Под пальцами Нонны щелкают выключатели, дятлом стучит ключ, звуки настройки лихорадочны. «Томь, Томь, где ты, Томь?» Нет ее, беззвучен эфир, точки и тире в кутерьме волн несутся мимо «Смелого», мимо крестовин мачт. Одинок в этот миг «Смелый», обойденный волной «Томи»…
На радистку Нонну Иванкову с фотокарточки смотрит Анна Каренина – Тарасова. «Любови разные повыдумывали!» – сердится на Анну радистка. «Ты вот посиди-ка в рубке, поймай „Томь“, а потом под поезд бросайся! А еще лучше – походи-ка каждую навигацию в плаванье!»
– Томь! Я – Чулым… Томь! Я – Чулым…
В дверь проталкивается футляр со скрипкой, за ним – Иван Захарович.
– Зусман на палубе, – сообщает он, бережно кладя скрипку на диванчик.
Нонна вздергивает брови.
– Зусман – по-лабухски значит холодно.
– По-лабухски?
– Значит, по-музыкантски…
– Томь! Я – Чулым… Томь! Я – Чулым… Нежно прикасается щекой к холодному дереву Иван
Захарович, прикрыв тонкие веки, собрав брови на переносице, извлекает долгий, печальный звук, точно вздыхает. И еще нежнее прилегает щека к звучному дереву, умеющему петь. Легким пожатием смыкаются на тонком грифе длинные пальцы Ивана Захаровича, черные от въевшейся навечно пыли. Две глубокие складки – на левой щеке кочегара.
Иван Захарович играет «Венгерский танец» № 1 Брамса.
Продолговатые и емкие, светлые и иссиня-черные льются звуки из-под смычка, и в двух складках на левой щеке кочегара то бархатится нежность, то застывает торжество. Никому – ни себе, ни «Смелому» – не принадлежит теперь Иван Захарович: щекой, лицом, грузным телом приник кочегар к скрипке, маленькому кусочку полированного дерева в его руках. Скользя и нервничая, летят по грифу пальцы, ощущая живую струю звуков. Комочком мускулов пухнет и опадает правое плечо Ивана Захаровича.
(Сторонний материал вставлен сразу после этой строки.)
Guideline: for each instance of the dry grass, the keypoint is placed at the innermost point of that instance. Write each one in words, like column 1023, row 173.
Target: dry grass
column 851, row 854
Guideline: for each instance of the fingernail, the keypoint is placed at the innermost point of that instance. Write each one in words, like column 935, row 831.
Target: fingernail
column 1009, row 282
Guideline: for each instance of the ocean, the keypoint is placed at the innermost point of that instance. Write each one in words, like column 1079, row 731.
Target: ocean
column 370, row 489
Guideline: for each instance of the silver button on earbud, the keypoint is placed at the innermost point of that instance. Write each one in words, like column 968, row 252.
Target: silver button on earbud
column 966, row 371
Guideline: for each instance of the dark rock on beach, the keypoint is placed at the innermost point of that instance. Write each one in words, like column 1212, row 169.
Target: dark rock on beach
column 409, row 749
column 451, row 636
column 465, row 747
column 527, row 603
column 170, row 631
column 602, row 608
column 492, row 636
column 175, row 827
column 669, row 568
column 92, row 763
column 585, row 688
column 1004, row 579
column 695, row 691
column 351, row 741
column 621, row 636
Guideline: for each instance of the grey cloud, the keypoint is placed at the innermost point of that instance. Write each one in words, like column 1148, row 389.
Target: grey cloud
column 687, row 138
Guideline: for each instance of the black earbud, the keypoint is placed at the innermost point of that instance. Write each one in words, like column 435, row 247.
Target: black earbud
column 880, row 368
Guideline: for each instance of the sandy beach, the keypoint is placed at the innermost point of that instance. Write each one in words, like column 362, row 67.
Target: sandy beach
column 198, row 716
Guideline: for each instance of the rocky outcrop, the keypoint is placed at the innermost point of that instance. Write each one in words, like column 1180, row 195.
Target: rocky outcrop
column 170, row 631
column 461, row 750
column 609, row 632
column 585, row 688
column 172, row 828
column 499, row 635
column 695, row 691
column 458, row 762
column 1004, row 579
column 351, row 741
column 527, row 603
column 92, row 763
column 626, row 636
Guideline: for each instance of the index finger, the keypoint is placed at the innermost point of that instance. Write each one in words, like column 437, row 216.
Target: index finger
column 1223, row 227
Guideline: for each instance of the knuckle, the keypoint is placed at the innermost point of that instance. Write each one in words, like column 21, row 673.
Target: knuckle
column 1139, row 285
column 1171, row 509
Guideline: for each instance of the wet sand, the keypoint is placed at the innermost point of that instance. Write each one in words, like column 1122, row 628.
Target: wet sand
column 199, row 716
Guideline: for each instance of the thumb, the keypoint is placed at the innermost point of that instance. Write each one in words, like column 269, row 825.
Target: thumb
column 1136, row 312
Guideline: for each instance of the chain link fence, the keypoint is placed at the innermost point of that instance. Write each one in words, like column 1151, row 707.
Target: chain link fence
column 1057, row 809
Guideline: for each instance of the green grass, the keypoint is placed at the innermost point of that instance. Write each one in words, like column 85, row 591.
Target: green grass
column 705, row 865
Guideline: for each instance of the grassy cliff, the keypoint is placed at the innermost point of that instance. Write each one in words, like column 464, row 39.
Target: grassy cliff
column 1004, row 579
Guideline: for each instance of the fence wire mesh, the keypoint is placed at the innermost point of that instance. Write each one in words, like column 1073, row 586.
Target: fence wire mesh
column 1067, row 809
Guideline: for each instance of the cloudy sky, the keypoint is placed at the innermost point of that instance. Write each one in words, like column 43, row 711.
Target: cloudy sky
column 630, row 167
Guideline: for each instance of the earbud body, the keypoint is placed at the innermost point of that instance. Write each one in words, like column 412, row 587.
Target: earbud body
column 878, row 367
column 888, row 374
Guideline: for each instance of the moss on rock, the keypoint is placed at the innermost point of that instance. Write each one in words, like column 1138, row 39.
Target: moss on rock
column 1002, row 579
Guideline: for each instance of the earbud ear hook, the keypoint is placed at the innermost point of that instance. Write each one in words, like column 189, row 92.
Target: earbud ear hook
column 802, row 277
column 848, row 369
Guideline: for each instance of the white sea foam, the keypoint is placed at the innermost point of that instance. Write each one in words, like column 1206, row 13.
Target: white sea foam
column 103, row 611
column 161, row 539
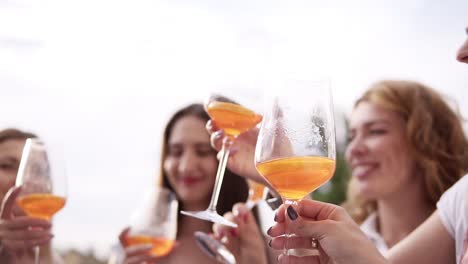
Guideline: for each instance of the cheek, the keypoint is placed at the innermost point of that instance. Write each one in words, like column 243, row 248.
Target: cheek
column 210, row 166
column 170, row 167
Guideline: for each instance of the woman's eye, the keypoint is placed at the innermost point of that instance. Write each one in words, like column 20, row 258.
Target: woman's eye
column 8, row 166
column 205, row 152
column 173, row 152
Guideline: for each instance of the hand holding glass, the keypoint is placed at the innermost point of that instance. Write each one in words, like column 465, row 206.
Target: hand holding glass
column 295, row 149
column 233, row 119
column 41, row 175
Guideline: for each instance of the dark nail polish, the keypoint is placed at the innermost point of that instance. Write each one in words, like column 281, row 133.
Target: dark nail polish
column 234, row 232
column 269, row 230
column 292, row 214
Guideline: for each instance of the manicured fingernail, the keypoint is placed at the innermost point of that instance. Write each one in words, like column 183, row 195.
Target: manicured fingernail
column 269, row 230
column 246, row 218
column 292, row 214
column 234, row 232
column 233, row 151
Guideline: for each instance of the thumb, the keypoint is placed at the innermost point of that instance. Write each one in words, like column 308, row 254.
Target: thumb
column 123, row 236
column 9, row 202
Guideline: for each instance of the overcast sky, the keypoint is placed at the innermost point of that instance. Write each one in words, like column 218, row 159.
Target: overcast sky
column 103, row 76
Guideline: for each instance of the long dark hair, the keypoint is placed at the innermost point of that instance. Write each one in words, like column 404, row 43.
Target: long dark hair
column 234, row 188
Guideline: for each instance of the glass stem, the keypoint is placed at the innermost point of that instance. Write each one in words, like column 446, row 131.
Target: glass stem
column 36, row 254
column 227, row 142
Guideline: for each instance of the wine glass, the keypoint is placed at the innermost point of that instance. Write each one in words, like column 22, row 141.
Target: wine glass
column 295, row 149
column 42, row 178
column 155, row 222
column 217, row 250
column 234, row 120
column 257, row 193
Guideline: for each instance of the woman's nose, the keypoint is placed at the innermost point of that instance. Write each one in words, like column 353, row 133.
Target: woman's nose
column 356, row 147
column 188, row 162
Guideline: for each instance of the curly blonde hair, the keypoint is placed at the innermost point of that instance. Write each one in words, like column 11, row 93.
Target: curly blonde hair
column 434, row 132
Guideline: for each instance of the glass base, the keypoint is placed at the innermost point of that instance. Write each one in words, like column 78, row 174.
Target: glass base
column 214, row 248
column 210, row 216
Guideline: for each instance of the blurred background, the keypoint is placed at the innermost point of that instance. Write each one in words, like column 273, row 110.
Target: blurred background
column 102, row 78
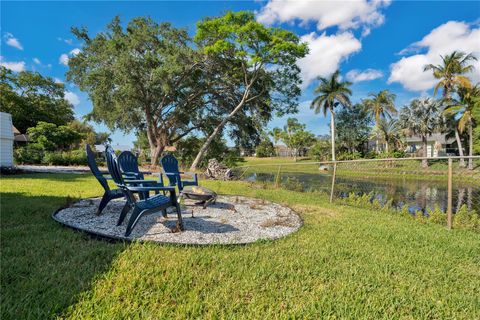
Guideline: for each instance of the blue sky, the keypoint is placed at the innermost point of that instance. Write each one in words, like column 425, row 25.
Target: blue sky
column 377, row 45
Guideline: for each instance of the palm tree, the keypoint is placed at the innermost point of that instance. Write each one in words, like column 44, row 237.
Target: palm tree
column 332, row 92
column 450, row 73
column 469, row 99
column 422, row 117
column 380, row 105
column 390, row 132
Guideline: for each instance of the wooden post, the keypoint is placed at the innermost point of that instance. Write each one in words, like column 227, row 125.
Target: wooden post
column 277, row 178
column 449, row 203
column 333, row 181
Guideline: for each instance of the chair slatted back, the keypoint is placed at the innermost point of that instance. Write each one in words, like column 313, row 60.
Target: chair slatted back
column 92, row 164
column 170, row 166
column 129, row 163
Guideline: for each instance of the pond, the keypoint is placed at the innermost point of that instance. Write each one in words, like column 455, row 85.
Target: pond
column 416, row 194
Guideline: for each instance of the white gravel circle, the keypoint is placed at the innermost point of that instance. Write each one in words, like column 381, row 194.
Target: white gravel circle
column 231, row 220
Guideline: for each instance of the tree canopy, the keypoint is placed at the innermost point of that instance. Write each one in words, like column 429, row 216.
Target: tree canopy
column 30, row 98
column 142, row 77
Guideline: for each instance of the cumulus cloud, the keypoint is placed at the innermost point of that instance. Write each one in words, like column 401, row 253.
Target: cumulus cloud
column 63, row 59
column 15, row 66
column 326, row 54
column 72, row 98
column 344, row 14
column 443, row 40
column 12, row 41
column 356, row 75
Нонна Иванкова полулежит в кресле. Еле видимые черточки бровей страдальчески морщатся, лицо по-прежнему злое и решительное. Из-под синей форменной юбки тоненько проглядывает кружево.
– Эх, не так! Все не так! – огорчается Иван Захарович.
– Что не так? – сердито спрашивает Нонна.
– Играю не так! – опадая плечами под туго натянутой тельняшкой, грустит кочегар. – Похоже, а не так! Послушала бы ты, как эту вещь играет Коган.
– Я слушала. – Нонна задумывается, и в такт своим мыслям тихонько покачивает головой. – Когана я слушала по радио.
– Вот то-то и есть!
Сердится Нонна:
– Ну ладно, ладно! Играй еще… Нашел с кем себя сравнивать – с Коганом. Коган на этом деле сидит. А ты кочегар!
– Искусство! – поднимает палец Иваа Захарович. – Искусство, оно…
– Играй! – досадливо перебивает Нонна. Иван Захарович приникает щекой к скрипке.
Нутро «Смелого» – машина – ярко освещено.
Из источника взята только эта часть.